# First Trip to Groomer!



## vipbrj (Apr 13, 2009)

well... not my dog's first trip to the groomer... but my first experience taking him  (he is about 4 years old and I adopted him a few months ago)

He is a mutt... looks like a huge havanese (I think). I explained to the groomer (who was probably one of the nicest ladies I've met) that I wanted something akin to a havanese "puppy" or "teddy bear" cut. When I went to pick him up, they let him out of the back room and he came prancing out to greet me--he looked so different! and adorable! They left enough of his facial hair to keep his character but cut his body pretty short. he feels like one of those supersoft plush throws 

before:
(pardon how dirty the sliding glass door is, I didn't notice how dirty it was until I took this photo!!)









after:
(he did a horrible job of staying still so my bf had to pick him up, haha)









thought this was a pretty funny action photo:


----------



## Beamer (Jan 29, 2007)

Looks like the pictures did not work!

Ryan


----------



## Sissygirl (Aug 8, 2007)

Awe! What a cutie - he doesn't look like a mutt to me. He looks like one very happy boy!!!


----------



## luv3havs (Jul 27, 2007)

He looks a lot like a Havanese to me, in that doggie Hairdo!
He's very cute and looks like a fun dog.


----------



## Evye's Mom (Dec 16, 2008)

He is a cutie !!!


----------



## HavaBaloo (Mar 24, 2009)

Oh, he is a cutie! What's his name? He looks so happy, glad you had a good experience.


----------



## pjewel (Apr 11, 2007)

He looks like a hav to me. He's adorable, both before and after.


----------



## LuvCicero (Mar 31, 2008)

He is so cute and he looks like a Hav to me also. That last picture is so cute. He looks like he is dancing to some good rock music because he likes his new look.


----------



## Sheri (Oct 11, 2008)

What a cutie, and welcome! How much does "he" weigh? He sure looks like a hav! I like that last picture, too! Cute photo of your husband trying to hide behind him, too!


----------



## Scooter's Family (May 23, 2008)

Very cute!!! What's his name?


----------



## vipbrj (Apr 13, 2009)

his name is Wall-E... I don't know why I forgot to mention that! 

He's about 27 pounds... he isn't really that big or overweight, just really stocky (or thats what I tell myself)  

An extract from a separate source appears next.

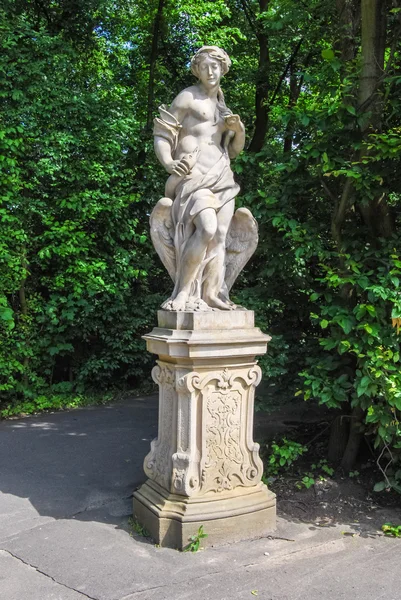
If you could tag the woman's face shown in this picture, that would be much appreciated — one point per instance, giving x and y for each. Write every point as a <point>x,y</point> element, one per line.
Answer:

The groomer thought he was a dandie dinmont. That's probably the third time I've heard that from someone... but I just think it doesn't fit him at all (besides the body shape)!


----------



## HavaneseSoon (Nov 4, 2008)

Your pup is very cute! Love the groom!


----------



## Scooter's Family (May 23, 2008)

Now I remember him! He's beautiful!


----------



## Sheri (Oct 11, 2008)

Oh, I remember, too, now! He looks very nice in his new cut! Is he settled in well, and are you enjoying him?


----------



## Pixiesmom (Jul 31, 2008)

Yep, I remember him too. 
I thought we all decided that he's a havanese for sure.


----------



## marjrc (Jan 13, 2007)

Wall-e is adorable!! I LOVE that action shot. Looks like he and your b/f are dancing. Soooo cute! He definitely looks like a Hav, a bigger Hav.


----------